ERISA will Rescue Employers Stuck in the Paid Family, Disability and Sick Leave Quagmire

Over the past several years various state and local governments have passed paid family leave, paid disability leave and paid sick leave requirements for employers operating in those jurisdictions.  California and New York are particularly troublesome as employers must navigate through a maze of state and local paid family, disability, and sick leave requirements.  Employers must then try to integrate those requirements with the employer’s own paid leave policies which could include parental leave, short term disability, vacation and sick leave.  As the amount of state and local requirements continue to increase, the burden on employers increases exponentially as they attempt to administer and try to offset competing leave requirements.
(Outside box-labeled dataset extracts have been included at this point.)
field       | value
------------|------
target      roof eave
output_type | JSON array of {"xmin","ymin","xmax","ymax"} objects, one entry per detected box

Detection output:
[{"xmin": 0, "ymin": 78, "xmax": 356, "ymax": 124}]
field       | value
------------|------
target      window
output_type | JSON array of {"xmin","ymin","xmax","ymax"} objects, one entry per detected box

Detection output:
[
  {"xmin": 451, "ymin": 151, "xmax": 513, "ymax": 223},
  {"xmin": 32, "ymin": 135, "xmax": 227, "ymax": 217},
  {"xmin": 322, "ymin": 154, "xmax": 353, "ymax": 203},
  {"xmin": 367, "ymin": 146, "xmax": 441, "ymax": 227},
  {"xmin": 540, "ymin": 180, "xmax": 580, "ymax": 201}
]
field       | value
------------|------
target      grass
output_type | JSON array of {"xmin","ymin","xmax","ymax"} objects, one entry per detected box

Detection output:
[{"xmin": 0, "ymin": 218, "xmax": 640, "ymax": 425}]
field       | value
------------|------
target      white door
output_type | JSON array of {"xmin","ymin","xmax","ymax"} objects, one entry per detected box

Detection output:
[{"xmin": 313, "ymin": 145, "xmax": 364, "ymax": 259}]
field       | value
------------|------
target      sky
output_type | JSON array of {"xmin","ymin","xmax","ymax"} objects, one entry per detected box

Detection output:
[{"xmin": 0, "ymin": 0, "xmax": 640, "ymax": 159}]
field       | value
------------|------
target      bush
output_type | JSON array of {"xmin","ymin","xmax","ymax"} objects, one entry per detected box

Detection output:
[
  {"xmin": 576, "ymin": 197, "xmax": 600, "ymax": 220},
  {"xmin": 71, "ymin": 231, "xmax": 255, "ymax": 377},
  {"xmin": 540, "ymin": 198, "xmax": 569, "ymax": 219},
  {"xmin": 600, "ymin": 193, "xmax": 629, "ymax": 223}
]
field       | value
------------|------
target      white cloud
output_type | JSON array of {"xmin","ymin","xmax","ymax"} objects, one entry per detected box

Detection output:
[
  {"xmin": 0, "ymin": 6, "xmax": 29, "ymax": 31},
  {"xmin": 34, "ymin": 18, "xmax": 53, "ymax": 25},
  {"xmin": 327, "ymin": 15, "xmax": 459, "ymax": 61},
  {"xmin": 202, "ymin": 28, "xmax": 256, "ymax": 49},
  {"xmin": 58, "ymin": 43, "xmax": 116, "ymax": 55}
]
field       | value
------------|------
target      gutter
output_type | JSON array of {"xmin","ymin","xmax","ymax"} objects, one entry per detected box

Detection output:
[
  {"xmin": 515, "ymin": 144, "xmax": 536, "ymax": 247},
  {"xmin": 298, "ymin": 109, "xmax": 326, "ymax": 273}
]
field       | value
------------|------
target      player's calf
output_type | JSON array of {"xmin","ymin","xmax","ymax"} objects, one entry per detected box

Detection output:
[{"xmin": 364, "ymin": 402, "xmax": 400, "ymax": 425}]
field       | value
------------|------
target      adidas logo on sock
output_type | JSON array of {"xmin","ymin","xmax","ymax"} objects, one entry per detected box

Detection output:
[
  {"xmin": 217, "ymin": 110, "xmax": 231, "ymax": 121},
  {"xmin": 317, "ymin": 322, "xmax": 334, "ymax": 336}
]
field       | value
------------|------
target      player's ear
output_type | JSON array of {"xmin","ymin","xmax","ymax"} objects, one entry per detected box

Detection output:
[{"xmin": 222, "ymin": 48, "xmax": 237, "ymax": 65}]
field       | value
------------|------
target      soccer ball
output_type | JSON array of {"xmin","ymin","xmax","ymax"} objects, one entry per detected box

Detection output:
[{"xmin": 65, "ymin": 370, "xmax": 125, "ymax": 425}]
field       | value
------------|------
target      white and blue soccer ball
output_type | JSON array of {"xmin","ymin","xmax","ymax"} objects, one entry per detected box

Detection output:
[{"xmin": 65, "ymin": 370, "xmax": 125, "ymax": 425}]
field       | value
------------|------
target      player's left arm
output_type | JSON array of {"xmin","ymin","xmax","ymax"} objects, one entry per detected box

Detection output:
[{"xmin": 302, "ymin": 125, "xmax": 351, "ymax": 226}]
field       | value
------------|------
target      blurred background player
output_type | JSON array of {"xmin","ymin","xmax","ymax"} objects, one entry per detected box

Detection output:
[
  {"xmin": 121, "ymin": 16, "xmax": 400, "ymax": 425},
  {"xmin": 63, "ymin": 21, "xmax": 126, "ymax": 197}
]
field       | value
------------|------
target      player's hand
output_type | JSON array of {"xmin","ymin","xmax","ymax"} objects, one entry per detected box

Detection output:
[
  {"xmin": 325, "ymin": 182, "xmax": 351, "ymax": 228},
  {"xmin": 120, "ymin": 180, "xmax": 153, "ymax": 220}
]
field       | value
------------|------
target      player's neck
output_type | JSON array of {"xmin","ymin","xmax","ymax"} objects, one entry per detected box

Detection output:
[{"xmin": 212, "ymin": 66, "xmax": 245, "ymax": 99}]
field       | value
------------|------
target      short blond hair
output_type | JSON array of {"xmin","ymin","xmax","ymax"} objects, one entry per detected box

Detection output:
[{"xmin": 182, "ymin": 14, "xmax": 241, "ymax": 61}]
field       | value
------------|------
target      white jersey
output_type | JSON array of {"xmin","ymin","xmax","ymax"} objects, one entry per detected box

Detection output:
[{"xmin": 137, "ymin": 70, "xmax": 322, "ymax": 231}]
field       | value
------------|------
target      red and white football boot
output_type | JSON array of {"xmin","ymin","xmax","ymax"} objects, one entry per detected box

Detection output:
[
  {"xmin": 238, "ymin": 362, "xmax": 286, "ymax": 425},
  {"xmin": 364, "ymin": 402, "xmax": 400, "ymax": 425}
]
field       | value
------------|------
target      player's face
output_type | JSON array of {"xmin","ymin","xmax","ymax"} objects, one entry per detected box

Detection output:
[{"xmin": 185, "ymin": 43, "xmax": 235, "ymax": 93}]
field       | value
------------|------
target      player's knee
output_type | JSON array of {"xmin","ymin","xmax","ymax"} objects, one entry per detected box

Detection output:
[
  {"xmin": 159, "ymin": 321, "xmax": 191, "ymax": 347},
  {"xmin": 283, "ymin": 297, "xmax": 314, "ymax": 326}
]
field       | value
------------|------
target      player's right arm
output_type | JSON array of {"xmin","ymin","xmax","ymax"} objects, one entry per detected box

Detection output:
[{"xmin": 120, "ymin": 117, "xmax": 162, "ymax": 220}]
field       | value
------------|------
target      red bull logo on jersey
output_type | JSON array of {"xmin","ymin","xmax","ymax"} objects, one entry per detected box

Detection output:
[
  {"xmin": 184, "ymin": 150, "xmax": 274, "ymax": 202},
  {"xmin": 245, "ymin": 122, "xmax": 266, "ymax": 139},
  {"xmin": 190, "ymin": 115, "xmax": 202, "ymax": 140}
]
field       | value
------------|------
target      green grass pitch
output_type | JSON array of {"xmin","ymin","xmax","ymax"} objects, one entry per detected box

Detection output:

Enter ERISA and the Workflex in the 21st Century Act (the “Act”).  The Act is an interesting approach because it uses the existing framework of ERISA to provide preemption of state and local paid leave laws.  The Act would establish a new Part 8 of ERISA that allows employers to voluntarily “elect into” paid leave by providing a certain number of paid leave days based on the employee’s year of service and the total number of the employer’s employees.  The paid leave days could be used for any purpose, including parental leave, family leave, sick leave or vacation.

The Act has only been introduced at this point, and will unlikely become law in its current form.  But, it is a wonderful first start for multi-state employers who desperately need a way to simply existing leave requirements.